Sprinkling powders or dropping cinnamon sticks in the bottom of trash cans and other rubbish collection areas can prevent maggots and other fly issues from forming.
Essential oils and liquid additives in solutions that kill pests are very effective. Tea tree oil, eucalyptus essential oil, and peppermint essential oil are all effective insect repellents that don’t have the same health dangers as chemical repellents. The options for strong, natural, liquid insecticides and repellents are vast so experimenting with what you already have is a good way to figure out what works best for your pests.
If you have a basket of fruit and you know it will become over-ripe fruit before you get around to cleaning it up then you can place fresh herbs like basil, lemongrass, or leaves from lemon balm plants to keep flies away longer. Planting fresh insect repellents like the citronella plant and basil plants or even an entire rosemary plant near entries to your home and waste collection areas can greatly reduce the number of pest nests that pop up around your property.

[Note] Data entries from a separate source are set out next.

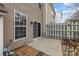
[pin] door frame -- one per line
(40, 30)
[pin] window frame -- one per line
(20, 26)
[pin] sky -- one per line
(67, 9)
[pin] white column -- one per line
(1, 36)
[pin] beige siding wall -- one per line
(34, 14)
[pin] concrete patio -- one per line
(51, 47)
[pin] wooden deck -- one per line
(28, 51)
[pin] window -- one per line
(20, 25)
(39, 5)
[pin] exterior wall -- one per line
(58, 18)
(1, 35)
(48, 16)
(34, 14)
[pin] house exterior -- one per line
(2, 13)
(48, 17)
(23, 23)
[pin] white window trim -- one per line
(26, 26)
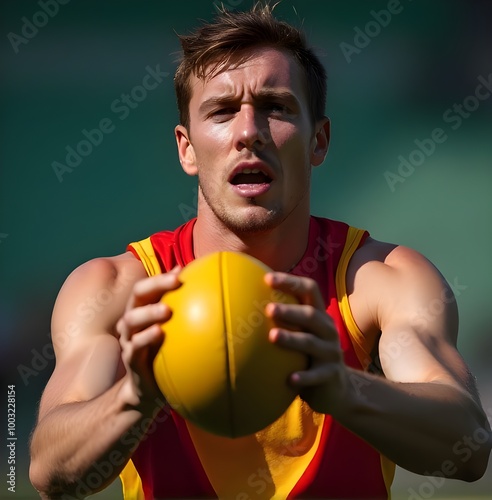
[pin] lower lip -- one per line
(250, 190)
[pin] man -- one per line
(251, 97)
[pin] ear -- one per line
(321, 142)
(186, 151)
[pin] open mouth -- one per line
(250, 176)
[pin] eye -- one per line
(278, 109)
(223, 114)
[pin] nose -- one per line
(250, 132)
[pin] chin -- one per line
(252, 222)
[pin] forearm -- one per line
(423, 427)
(91, 438)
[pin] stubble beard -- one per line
(256, 221)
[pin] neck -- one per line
(280, 248)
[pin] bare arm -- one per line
(102, 395)
(425, 414)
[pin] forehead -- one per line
(251, 72)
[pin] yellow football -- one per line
(216, 366)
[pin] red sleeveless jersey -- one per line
(304, 454)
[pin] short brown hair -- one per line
(230, 33)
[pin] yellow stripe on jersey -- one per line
(130, 479)
(146, 252)
(363, 345)
(131, 483)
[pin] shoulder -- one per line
(388, 283)
(94, 295)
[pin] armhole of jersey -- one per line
(145, 252)
(388, 470)
(361, 345)
(362, 351)
(131, 483)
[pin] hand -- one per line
(306, 327)
(141, 335)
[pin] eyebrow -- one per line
(263, 95)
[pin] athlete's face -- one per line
(252, 142)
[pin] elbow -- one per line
(38, 478)
(47, 485)
(474, 463)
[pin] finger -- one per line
(151, 290)
(309, 378)
(146, 342)
(302, 317)
(307, 343)
(304, 289)
(138, 319)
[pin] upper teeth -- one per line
(251, 171)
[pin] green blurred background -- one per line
(65, 77)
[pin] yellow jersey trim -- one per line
(130, 479)
(363, 346)
(147, 255)
(362, 350)
(131, 483)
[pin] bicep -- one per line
(419, 325)
(88, 355)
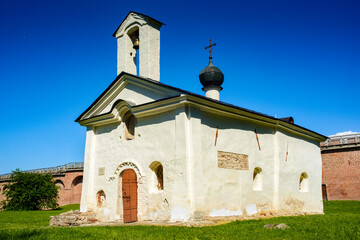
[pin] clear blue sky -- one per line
(283, 58)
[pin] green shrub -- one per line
(30, 191)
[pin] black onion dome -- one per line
(211, 75)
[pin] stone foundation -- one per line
(72, 218)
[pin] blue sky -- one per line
(283, 58)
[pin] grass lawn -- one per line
(341, 221)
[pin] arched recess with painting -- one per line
(76, 187)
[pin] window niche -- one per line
(257, 179)
(157, 176)
(100, 198)
(304, 182)
(129, 125)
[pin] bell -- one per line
(136, 43)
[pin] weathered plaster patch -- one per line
(179, 214)
(83, 208)
(251, 209)
(224, 212)
(294, 204)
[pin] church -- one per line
(159, 153)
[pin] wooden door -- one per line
(129, 195)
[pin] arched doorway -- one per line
(129, 195)
(76, 187)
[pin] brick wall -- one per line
(70, 187)
(341, 173)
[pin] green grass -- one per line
(341, 221)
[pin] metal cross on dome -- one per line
(210, 45)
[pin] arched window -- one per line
(100, 198)
(60, 183)
(158, 176)
(130, 122)
(304, 182)
(257, 179)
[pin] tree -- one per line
(30, 191)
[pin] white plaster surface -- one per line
(224, 213)
(182, 139)
(179, 214)
(251, 209)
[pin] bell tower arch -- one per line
(138, 46)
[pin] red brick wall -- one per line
(70, 187)
(341, 173)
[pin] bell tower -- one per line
(138, 46)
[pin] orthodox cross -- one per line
(210, 45)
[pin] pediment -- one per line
(131, 89)
(134, 18)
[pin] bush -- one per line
(30, 191)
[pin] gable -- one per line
(131, 89)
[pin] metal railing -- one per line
(342, 140)
(52, 170)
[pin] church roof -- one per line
(146, 16)
(284, 120)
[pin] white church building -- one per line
(159, 153)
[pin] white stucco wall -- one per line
(194, 186)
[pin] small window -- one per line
(130, 122)
(257, 179)
(304, 182)
(158, 176)
(100, 198)
(60, 184)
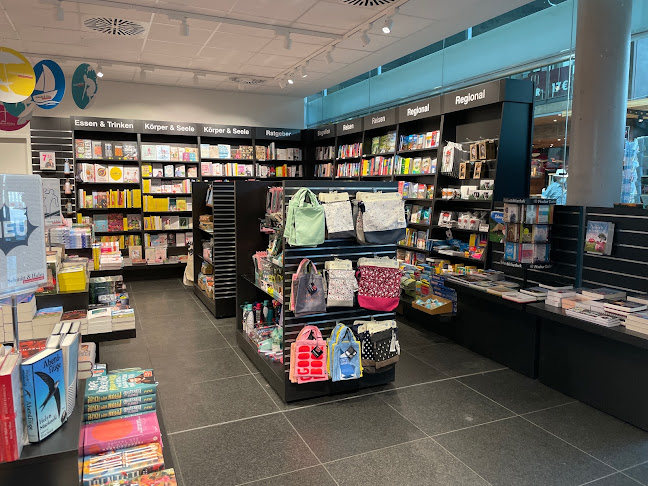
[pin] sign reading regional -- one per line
(22, 233)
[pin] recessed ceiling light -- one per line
(388, 25)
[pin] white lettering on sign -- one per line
(418, 110)
(85, 123)
(274, 133)
(464, 100)
(126, 126)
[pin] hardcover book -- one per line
(44, 393)
(117, 386)
(117, 433)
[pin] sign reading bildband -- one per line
(480, 95)
(22, 233)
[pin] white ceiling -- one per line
(219, 49)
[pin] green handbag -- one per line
(304, 220)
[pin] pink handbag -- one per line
(379, 282)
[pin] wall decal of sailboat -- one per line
(50, 84)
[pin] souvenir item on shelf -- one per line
(344, 354)
(341, 284)
(308, 357)
(307, 292)
(380, 218)
(379, 344)
(378, 283)
(304, 220)
(339, 217)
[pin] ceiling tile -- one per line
(170, 49)
(284, 10)
(163, 32)
(229, 40)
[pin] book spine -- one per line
(119, 412)
(29, 400)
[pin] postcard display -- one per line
(251, 201)
(453, 156)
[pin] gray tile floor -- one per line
(452, 417)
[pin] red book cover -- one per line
(119, 433)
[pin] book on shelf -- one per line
(44, 393)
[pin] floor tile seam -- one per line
(429, 436)
(309, 448)
(277, 475)
(570, 444)
(227, 422)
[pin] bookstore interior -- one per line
(220, 299)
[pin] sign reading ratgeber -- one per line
(480, 95)
(22, 233)
(103, 124)
(278, 133)
(174, 128)
(228, 131)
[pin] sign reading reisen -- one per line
(225, 131)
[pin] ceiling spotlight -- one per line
(364, 38)
(287, 41)
(388, 25)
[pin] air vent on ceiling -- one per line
(107, 25)
(247, 81)
(367, 3)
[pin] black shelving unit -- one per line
(250, 206)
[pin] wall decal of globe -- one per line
(84, 85)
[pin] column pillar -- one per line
(601, 73)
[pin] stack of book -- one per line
(76, 317)
(555, 297)
(637, 322)
(12, 429)
(44, 321)
(122, 319)
(100, 320)
(122, 433)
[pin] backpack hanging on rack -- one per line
(379, 344)
(379, 283)
(307, 294)
(339, 219)
(341, 284)
(380, 217)
(308, 357)
(344, 354)
(304, 220)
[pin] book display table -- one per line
(499, 329)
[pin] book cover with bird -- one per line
(44, 393)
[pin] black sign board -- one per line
(170, 128)
(103, 124)
(380, 119)
(350, 126)
(420, 109)
(278, 133)
(225, 131)
(480, 95)
(326, 131)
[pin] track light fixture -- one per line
(364, 37)
(388, 25)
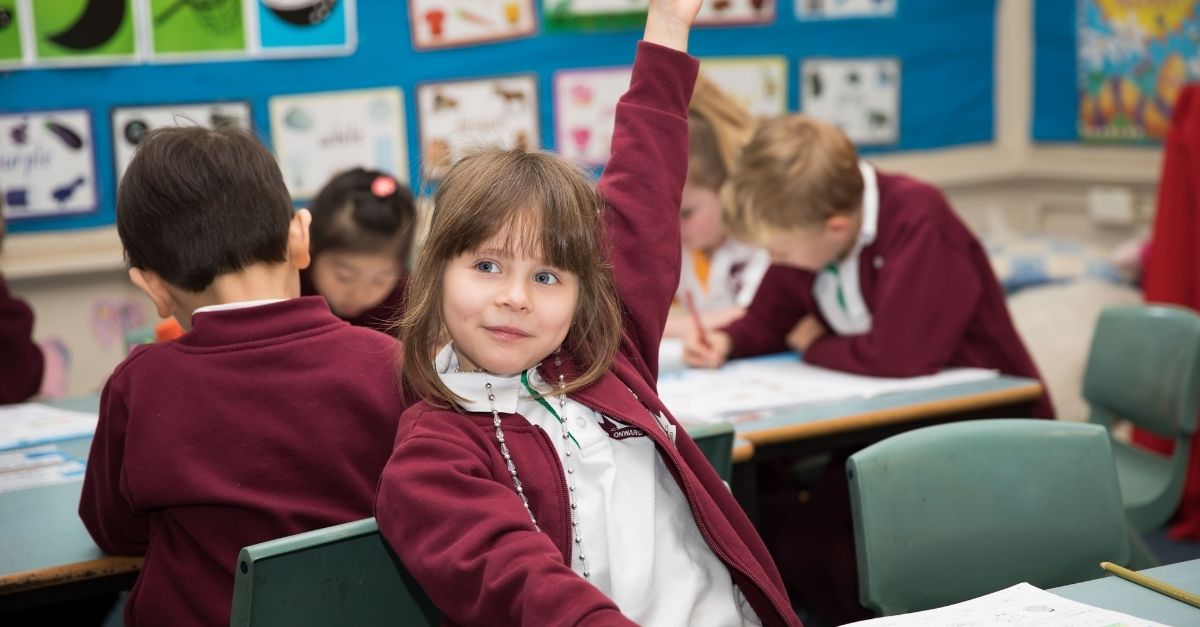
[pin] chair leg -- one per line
(1140, 556)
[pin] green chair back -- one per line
(1144, 366)
(340, 575)
(952, 512)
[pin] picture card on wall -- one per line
(448, 23)
(459, 117)
(299, 27)
(732, 12)
(844, 9)
(585, 112)
(83, 31)
(317, 136)
(47, 163)
(594, 15)
(11, 52)
(197, 28)
(862, 96)
(131, 124)
(757, 83)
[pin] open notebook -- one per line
(1021, 604)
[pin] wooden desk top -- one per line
(852, 414)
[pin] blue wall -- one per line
(945, 48)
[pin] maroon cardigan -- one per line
(256, 424)
(21, 359)
(934, 299)
(447, 502)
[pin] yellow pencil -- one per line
(1153, 584)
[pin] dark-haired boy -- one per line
(269, 417)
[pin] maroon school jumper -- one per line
(256, 424)
(378, 317)
(21, 359)
(934, 299)
(471, 543)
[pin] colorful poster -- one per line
(47, 163)
(862, 96)
(76, 31)
(131, 124)
(293, 25)
(730, 12)
(447, 23)
(585, 112)
(319, 135)
(1133, 60)
(594, 15)
(757, 83)
(197, 28)
(10, 33)
(844, 9)
(457, 117)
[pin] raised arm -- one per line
(643, 180)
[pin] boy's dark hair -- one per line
(197, 203)
(364, 210)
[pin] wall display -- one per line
(1134, 59)
(131, 124)
(757, 83)
(862, 96)
(448, 23)
(47, 163)
(317, 136)
(457, 117)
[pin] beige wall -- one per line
(73, 279)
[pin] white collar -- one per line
(472, 387)
(238, 304)
(870, 205)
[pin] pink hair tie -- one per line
(383, 186)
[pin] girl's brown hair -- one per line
(543, 208)
(718, 127)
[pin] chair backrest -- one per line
(346, 574)
(952, 512)
(1144, 365)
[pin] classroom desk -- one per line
(831, 427)
(46, 554)
(1115, 593)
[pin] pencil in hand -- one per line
(1152, 584)
(695, 318)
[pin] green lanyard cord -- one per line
(537, 395)
(837, 278)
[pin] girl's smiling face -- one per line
(504, 310)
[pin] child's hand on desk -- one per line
(805, 332)
(717, 352)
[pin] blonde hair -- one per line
(541, 207)
(796, 172)
(718, 127)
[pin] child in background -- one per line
(361, 236)
(21, 359)
(269, 417)
(553, 485)
(720, 272)
(874, 272)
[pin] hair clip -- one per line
(383, 186)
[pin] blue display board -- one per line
(945, 51)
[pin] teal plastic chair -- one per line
(1144, 366)
(952, 512)
(340, 575)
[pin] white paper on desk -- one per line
(31, 423)
(761, 384)
(36, 466)
(1020, 604)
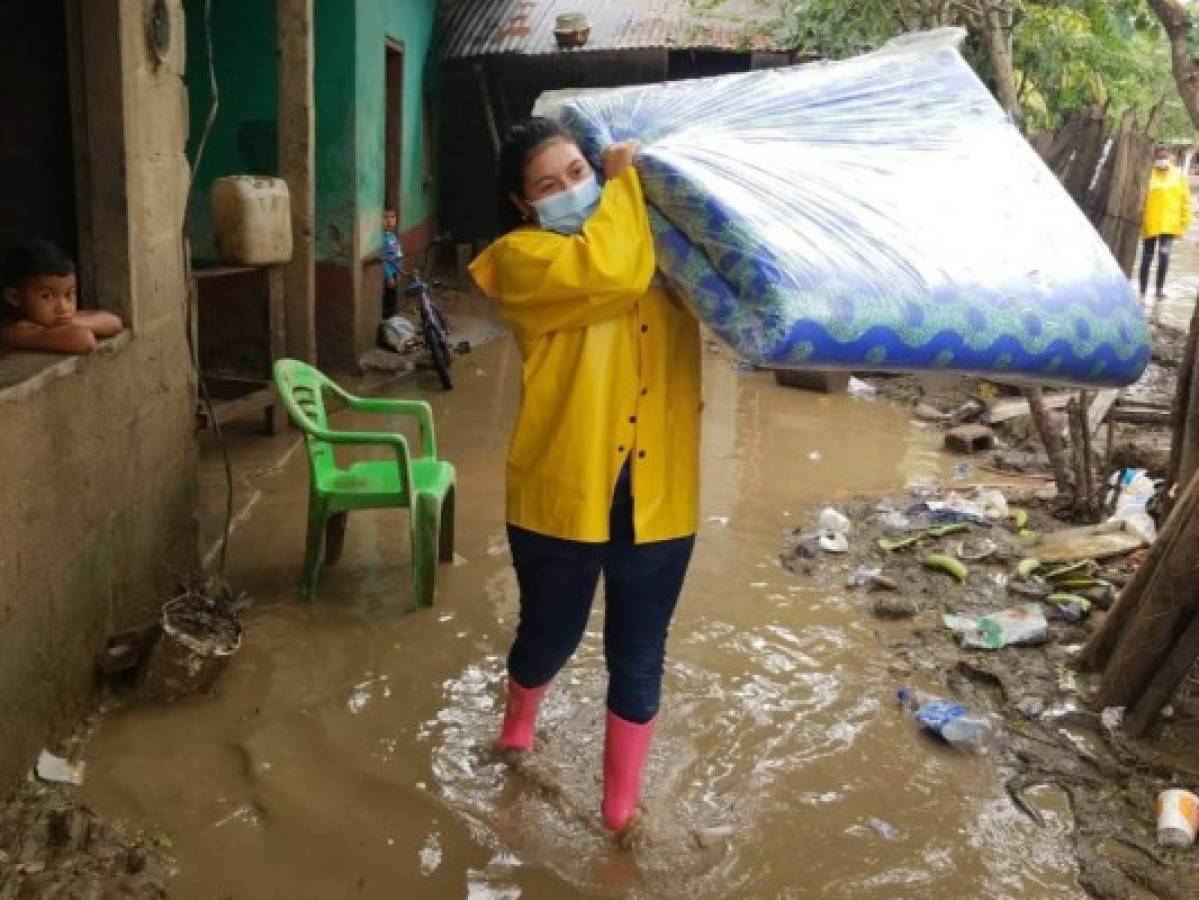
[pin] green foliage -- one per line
(1068, 55)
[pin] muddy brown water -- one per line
(347, 754)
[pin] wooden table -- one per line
(236, 394)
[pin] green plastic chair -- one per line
(423, 484)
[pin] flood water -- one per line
(347, 754)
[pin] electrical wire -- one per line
(206, 399)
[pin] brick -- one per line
(969, 439)
(826, 382)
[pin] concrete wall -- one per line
(100, 453)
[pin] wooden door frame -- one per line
(393, 127)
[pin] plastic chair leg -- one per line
(445, 527)
(317, 515)
(335, 537)
(425, 545)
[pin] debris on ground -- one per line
(1024, 626)
(1178, 817)
(949, 720)
(52, 846)
(1034, 698)
(58, 771)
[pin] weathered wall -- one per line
(100, 453)
(245, 133)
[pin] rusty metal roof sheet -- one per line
(480, 28)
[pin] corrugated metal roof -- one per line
(480, 28)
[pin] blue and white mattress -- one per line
(878, 213)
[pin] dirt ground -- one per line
(1054, 753)
(52, 846)
(1052, 748)
(1018, 447)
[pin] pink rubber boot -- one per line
(519, 717)
(626, 747)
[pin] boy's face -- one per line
(44, 300)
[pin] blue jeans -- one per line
(558, 581)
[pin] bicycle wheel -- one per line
(439, 351)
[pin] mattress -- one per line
(878, 213)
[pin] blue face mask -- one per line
(566, 211)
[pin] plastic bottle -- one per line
(947, 719)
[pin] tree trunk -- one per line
(1163, 611)
(1176, 22)
(994, 35)
(1127, 606)
(1052, 444)
(1185, 438)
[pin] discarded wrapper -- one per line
(1024, 624)
(59, 771)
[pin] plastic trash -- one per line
(1132, 490)
(397, 332)
(994, 503)
(1112, 718)
(1031, 707)
(835, 530)
(891, 518)
(861, 388)
(1178, 817)
(863, 575)
(947, 719)
(59, 771)
(833, 521)
(832, 543)
(1024, 624)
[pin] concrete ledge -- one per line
(23, 373)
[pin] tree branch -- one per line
(1176, 22)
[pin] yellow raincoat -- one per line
(1168, 206)
(612, 372)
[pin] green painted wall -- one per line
(336, 139)
(409, 22)
(350, 36)
(245, 134)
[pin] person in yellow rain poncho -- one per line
(1167, 217)
(603, 465)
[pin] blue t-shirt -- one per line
(392, 255)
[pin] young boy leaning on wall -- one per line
(40, 309)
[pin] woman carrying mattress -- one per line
(603, 465)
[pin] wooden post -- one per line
(1163, 609)
(1167, 677)
(1100, 647)
(484, 95)
(1186, 421)
(297, 167)
(1050, 440)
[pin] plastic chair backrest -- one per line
(301, 388)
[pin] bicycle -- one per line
(434, 328)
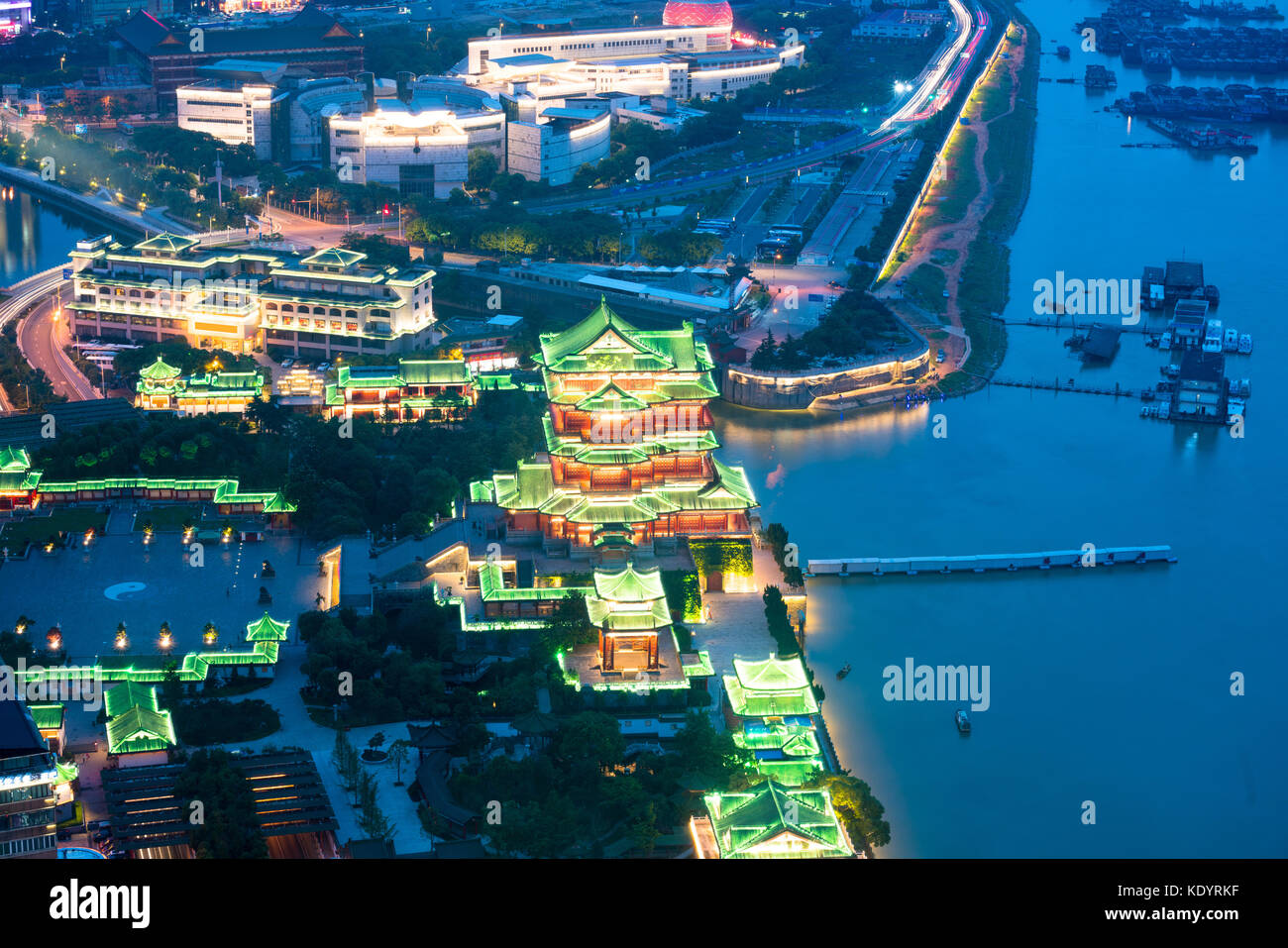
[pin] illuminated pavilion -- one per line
(629, 458)
(771, 707)
(771, 822)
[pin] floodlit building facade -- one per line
(27, 777)
(243, 299)
(163, 388)
(629, 458)
(771, 822)
(235, 103)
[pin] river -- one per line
(35, 235)
(1108, 686)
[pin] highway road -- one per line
(935, 88)
(42, 338)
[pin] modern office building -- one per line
(170, 55)
(558, 143)
(413, 136)
(697, 13)
(898, 25)
(771, 822)
(597, 44)
(683, 75)
(249, 298)
(629, 459)
(14, 18)
(233, 102)
(27, 777)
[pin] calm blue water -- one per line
(1111, 685)
(35, 236)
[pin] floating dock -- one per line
(1009, 562)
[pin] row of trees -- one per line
(855, 325)
(162, 166)
(25, 386)
(584, 792)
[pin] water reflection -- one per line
(35, 236)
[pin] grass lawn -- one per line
(952, 194)
(218, 721)
(38, 530)
(875, 67)
(758, 142)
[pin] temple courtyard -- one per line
(89, 587)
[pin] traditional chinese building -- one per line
(629, 446)
(137, 727)
(413, 389)
(634, 623)
(769, 707)
(771, 822)
(161, 388)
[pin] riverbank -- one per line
(956, 244)
(97, 209)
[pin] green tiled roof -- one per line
(629, 599)
(47, 716)
(436, 371)
(610, 397)
(771, 687)
(743, 822)
(14, 459)
(334, 257)
(159, 369)
(266, 629)
(605, 342)
(697, 665)
(140, 729)
(629, 584)
(127, 694)
(167, 244)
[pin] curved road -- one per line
(936, 86)
(42, 339)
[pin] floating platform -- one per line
(1008, 562)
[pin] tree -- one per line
(861, 811)
(372, 818)
(593, 737)
(398, 754)
(483, 167)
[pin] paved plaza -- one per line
(88, 588)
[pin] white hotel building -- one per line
(235, 103)
(682, 62)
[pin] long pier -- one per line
(1008, 562)
(1117, 390)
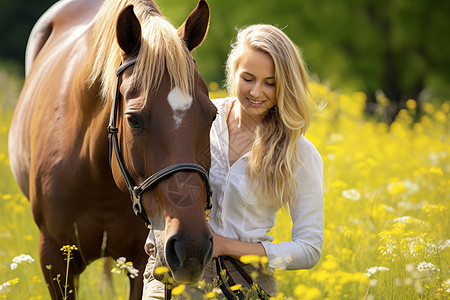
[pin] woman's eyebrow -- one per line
(250, 74)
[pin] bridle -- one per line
(136, 191)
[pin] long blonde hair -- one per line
(274, 155)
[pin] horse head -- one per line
(161, 118)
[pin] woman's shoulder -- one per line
(223, 102)
(308, 153)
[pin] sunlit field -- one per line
(386, 193)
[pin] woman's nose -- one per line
(255, 90)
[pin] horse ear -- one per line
(193, 30)
(128, 31)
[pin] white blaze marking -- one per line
(179, 103)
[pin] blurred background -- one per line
(383, 69)
(396, 49)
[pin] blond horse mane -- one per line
(161, 48)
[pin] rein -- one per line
(135, 190)
(226, 281)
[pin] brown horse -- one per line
(159, 117)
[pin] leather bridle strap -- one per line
(226, 281)
(137, 191)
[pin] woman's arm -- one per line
(235, 248)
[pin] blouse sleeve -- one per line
(307, 211)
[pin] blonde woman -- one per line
(261, 161)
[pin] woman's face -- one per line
(255, 82)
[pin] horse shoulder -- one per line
(63, 16)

How to Repel Flies with Lemons
It is possible to use lemon to repel flies, but other ingredients will be needed to make it effective. the initial blast of lemon directly at a group of flies will repel them and send them flying away. However, if the attractant that brought them is still there, then they will quickly return and continue to cause problems.
In most cases, lemon should be added to help clean, sterilize, and mask some of the stronger chemicals that kill flies quickly. Using lemon in this way helps break down toxic residue, clean surfaces the flies have been crawling on, and help leave a fresh scent for you to enjoy.
On its own, lemon will not repel flies.
Why Lemons Repel Bugs
There are other insects, like ants, that are more sensitive to lemon since they have to spend more time in contact with it, and they communicate with pheromones. Strong smells like lemon can make it hard for ants to find the food they were scouting for or return to their nests. These disoriented ants will eventually die if they cannot rejoin the colony.
With lemon sprays, flies have the advantage of flying over counters with lemon scent residue, whereas crawling insects end up covered in it as they crawl through it. Roaches and other insects also groom, meaning they will ingest what they have crawled through, and depending on what’s mixed with the lemon, can kill them from the inside.
If flies never land on lemon-covered counters, it will have no effect, and since the smell is not one that bothers flies saving the citrus from other pests, that is a chance of stopping since flies do not hate the smell of lemon.